To get the right mesh size follows the usual way:
1. Experience or
2. Refine it step by step until the result doesn't change any more or more likley
3. Refine it step by step until you find out, you can't handle the model any more or your boss won't pay for the computing time
And yes, you have to consider Y+ and choose the appropriate turbulence model for your mesh. A Y+ of 46983271 for a low Re model isn't the perfect choice...

Surfboy, importing geometry works best with native CAD format. When you don't have any reader licence for a native CAD format, use parasolid. IGES is possible, but not the prefered file format. STL is also possible, it works almost every time. But the surface quality might be not good, so use it as a workaround when nothing else works.
All imported geometry is just a surface.
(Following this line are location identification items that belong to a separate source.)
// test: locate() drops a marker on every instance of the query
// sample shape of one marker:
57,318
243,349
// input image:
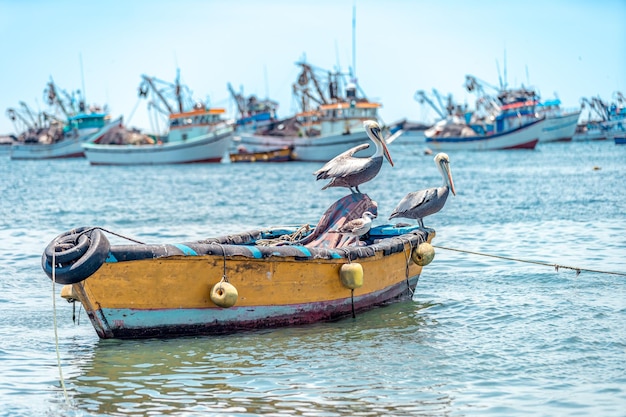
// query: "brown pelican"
357,227
345,170
420,204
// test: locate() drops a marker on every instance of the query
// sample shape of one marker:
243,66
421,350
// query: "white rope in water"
56,333
555,266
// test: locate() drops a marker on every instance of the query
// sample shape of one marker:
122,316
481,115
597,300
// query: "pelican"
357,227
419,204
345,170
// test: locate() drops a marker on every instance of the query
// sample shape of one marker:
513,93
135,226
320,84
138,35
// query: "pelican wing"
339,165
413,201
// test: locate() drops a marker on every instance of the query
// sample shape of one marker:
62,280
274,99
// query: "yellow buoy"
423,254
351,275
224,294
67,292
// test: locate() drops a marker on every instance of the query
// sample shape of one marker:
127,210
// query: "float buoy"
423,254
351,275
224,294
68,293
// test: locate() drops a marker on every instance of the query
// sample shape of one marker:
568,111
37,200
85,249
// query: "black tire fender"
78,264
68,246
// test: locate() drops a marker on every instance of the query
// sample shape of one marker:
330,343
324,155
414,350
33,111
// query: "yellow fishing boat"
257,279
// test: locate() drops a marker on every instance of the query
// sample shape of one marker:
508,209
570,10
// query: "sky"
568,48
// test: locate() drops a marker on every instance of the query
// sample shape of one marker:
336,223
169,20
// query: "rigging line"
555,266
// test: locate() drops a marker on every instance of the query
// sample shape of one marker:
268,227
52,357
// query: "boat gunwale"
244,245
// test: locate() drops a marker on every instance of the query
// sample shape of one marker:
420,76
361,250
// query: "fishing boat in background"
6,141
330,119
277,155
490,126
252,113
603,120
59,132
457,135
560,124
195,133
258,279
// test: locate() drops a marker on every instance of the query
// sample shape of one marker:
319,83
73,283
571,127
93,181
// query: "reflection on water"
482,336
362,366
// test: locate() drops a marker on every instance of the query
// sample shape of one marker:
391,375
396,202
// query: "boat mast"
354,43
156,91
177,90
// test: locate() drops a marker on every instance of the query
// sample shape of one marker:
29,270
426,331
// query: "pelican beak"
446,169
386,152
377,135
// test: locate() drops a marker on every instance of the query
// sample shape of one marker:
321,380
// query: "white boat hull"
309,149
69,147
559,128
202,149
524,137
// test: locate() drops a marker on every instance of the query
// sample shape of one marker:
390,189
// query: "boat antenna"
267,87
82,76
354,42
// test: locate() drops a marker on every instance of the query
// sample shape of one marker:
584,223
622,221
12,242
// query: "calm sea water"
482,336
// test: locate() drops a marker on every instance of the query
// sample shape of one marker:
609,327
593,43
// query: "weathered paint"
170,295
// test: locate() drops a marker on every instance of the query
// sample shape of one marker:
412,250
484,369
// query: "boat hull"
209,148
70,147
308,149
278,155
142,291
559,128
524,137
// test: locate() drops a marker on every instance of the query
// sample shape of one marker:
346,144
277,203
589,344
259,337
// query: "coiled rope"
555,266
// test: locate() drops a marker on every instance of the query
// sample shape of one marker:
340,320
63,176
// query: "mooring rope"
555,266
56,333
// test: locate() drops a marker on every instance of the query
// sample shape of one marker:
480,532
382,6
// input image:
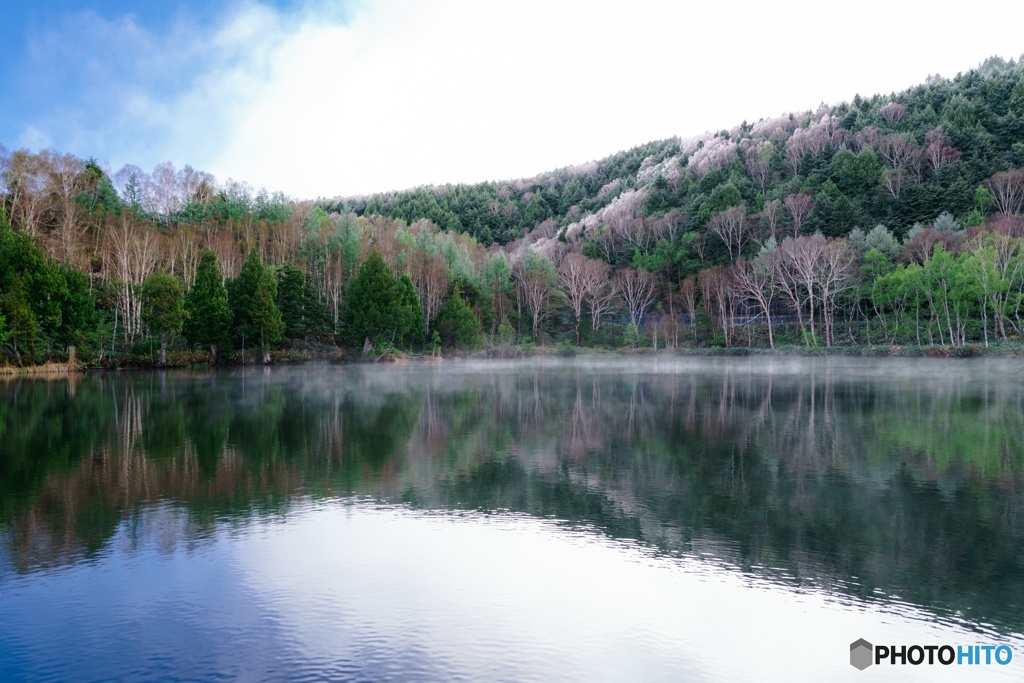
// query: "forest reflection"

It will always be a (hopefully closed) surface, even after a surface remesh. It gets a "volume" when you create the volume mesh - anything else is only a surface representation. (I think, CAD files and parasolid also store the information on which side of the surface the material will be, but ccm+ might just look for a closed volume)

Just import the ship hull, put a box around it and either subtract or combine and split by surface topology. Both ways should work and you should get an error free surface when your imorted geometry has a good quality.

Like lava said, you can have a look on the tutorial, but choose a flat VOF wave or do it without the VOF wave model. Just don't activate the 6DOF movement, and you'll get the stillwater resistance.
Try to look for available options in the tutorials and play with them - most options are self explaining when you invest five minutes and bother to read the user guide and think about it. I'm happy to help with any questions - except the one you can answer on your own by reading the first five sentences when opening the user guide.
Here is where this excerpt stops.